Trust = being vulnerable

It’s difficult to be vulnerable. Perhaps you’ve been hurt in the past and you don’t want to go through that heartbreak again. But it’s important to open up to your new lover, so make sure to break down your walls. Tell your lover something you’ve never shared with anyone else, such as your deepest insecurity or a secret you’ve carried with you for a long time. By being vulnerable, you show your partner that you truly care about them.

R-E-S-P-E-C-T leads to trust

Respect, trust, honesty: it’s all connected. If you don’t respect your partner, your partner won’t respect you either. Respect your lovers boundaries and values. Don’t bad-mouth each other in the presence of family. Don’t tell cheap jokes at the expense of your partner to impress your friends. And above all: respect that “no” means “no”. Opening up to your partner and learning to trust each other is only possible if you respect each other.
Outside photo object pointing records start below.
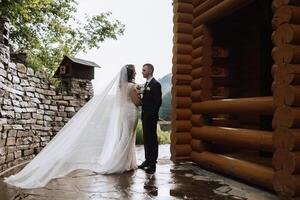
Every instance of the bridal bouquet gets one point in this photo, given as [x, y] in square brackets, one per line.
[140, 88]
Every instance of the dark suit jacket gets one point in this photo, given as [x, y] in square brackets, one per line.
[151, 101]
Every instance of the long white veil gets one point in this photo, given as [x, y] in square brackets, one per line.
[87, 141]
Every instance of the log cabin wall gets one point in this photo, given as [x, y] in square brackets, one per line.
[286, 92]
[181, 80]
[228, 113]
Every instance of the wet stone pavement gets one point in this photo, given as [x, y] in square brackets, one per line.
[180, 181]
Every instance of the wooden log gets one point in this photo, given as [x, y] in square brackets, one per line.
[286, 34]
[287, 161]
[283, 75]
[286, 54]
[180, 17]
[182, 49]
[220, 10]
[286, 95]
[182, 150]
[197, 120]
[222, 92]
[183, 125]
[251, 156]
[205, 6]
[182, 38]
[263, 105]
[176, 69]
[199, 146]
[279, 3]
[197, 2]
[220, 52]
[236, 137]
[290, 68]
[285, 138]
[183, 102]
[202, 40]
[182, 91]
[235, 167]
[224, 122]
[182, 28]
[286, 185]
[182, 59]
[201, 95]
[204, 71]
[286, 14]
[202, 61]
[181, 7]
[182, 137]
[201, 83]
[205, 51]
[183, 77]
[183, 114]
[179, 159]
[220, 71]
[285, 116]
[201, 30]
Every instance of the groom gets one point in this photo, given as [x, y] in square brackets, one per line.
[151, 102]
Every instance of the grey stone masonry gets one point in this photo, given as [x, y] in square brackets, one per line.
[32, 109]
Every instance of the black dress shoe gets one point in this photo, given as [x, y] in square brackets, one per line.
[143, 165]
[150, 170]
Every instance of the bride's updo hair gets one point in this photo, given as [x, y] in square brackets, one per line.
[130, 72]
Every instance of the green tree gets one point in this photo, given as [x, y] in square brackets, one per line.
[45, 30]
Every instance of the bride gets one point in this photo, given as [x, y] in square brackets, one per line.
[100, 137]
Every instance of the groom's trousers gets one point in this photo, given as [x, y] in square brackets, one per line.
[150, 139]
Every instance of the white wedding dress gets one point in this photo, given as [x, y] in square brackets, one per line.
[100, 137]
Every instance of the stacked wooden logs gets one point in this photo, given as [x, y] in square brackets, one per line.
[181, 80]
[286, 92]
[204, 134]
[201, 74]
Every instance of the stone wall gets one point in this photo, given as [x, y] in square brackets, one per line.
[32, 110]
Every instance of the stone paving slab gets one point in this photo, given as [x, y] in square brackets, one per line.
[170, 182]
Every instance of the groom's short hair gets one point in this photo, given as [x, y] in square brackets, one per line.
[150, 67]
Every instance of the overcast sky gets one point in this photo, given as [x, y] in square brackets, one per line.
[147, 37]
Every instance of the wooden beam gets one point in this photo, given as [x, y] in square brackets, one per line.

Give each other the benefit of the doubt

It makes perfect sense not to trust everyone you meet, especially if someone broke your trust in the past. But it’s important to give each other the benefit of the doubt. Is your partner late? Perhaps they really did oversleep and it has nothing to do with the fact that they are meeting your parents for the first time. Perhaps they really are busy with work and that’s the reason they spend all night on their phone. Don’t question everything your partner says.

Keep your promises

If your partner has an appointment that they are not looking forward to and you promised to go with them, actually go with them. Don’t just cancel on them because your friend proposes to do something more fun. Small things matter too: cook dinner if you said you would. And clean up your mess if you fought about it before and promised your partner to do better. If you keep making promises you can’t or won’t keep, your partner won’t trust you as much anymore.

Work on yourself

If you lack confidence, do everything you can to build up your self-esteem. Low self-esteem usually has to do with something you don’t like about yourself. So if you’re insecure about your body for example, it’s not a good idea to follow beautiful, thin, and half-naked influencers on Instagram. Tell your lover about your insecurities and that you’re trying to work on them. They can help you with it as well. And you can always seek professional help if you need it.

Take responsibility for your mistakes

Did you come home much later than you said you would? Did you forget your partner’s birthday? Admit your mistake and don’t come up with a weak excuse. Your partner will see right through it and it suggests that you’re not willing to take responsibility for your actions. The most respectable thing to do is to admit your mistake. It’s okay, we all make mistakes sometimes.

Talk about your feelings

If your partner hurt you, it’s difficult to talk about it with them. Perhaps talking about your feelings is hard for you anyway. But it’s very important, as it’s the only way to set boundaries and explain your perspective. And if you don’t agree with your partner about something, that is absolutely fine. By expressing your emotions, you won’t shy away from difficult conversations and you can prevent your emotions from reaching a boiling point.

Set your boundaries

Even if your partner broke your trust by kissing a colleague and you’ve forgiven them for it, that doesn’t mean that you don’t have standards. If your partner continues to cross those boundaries, they don’t exactly show they trust you or are willing to work on your relationship. Ask yourself if it’s a good idea to stay with your partner or if it might be better to break up.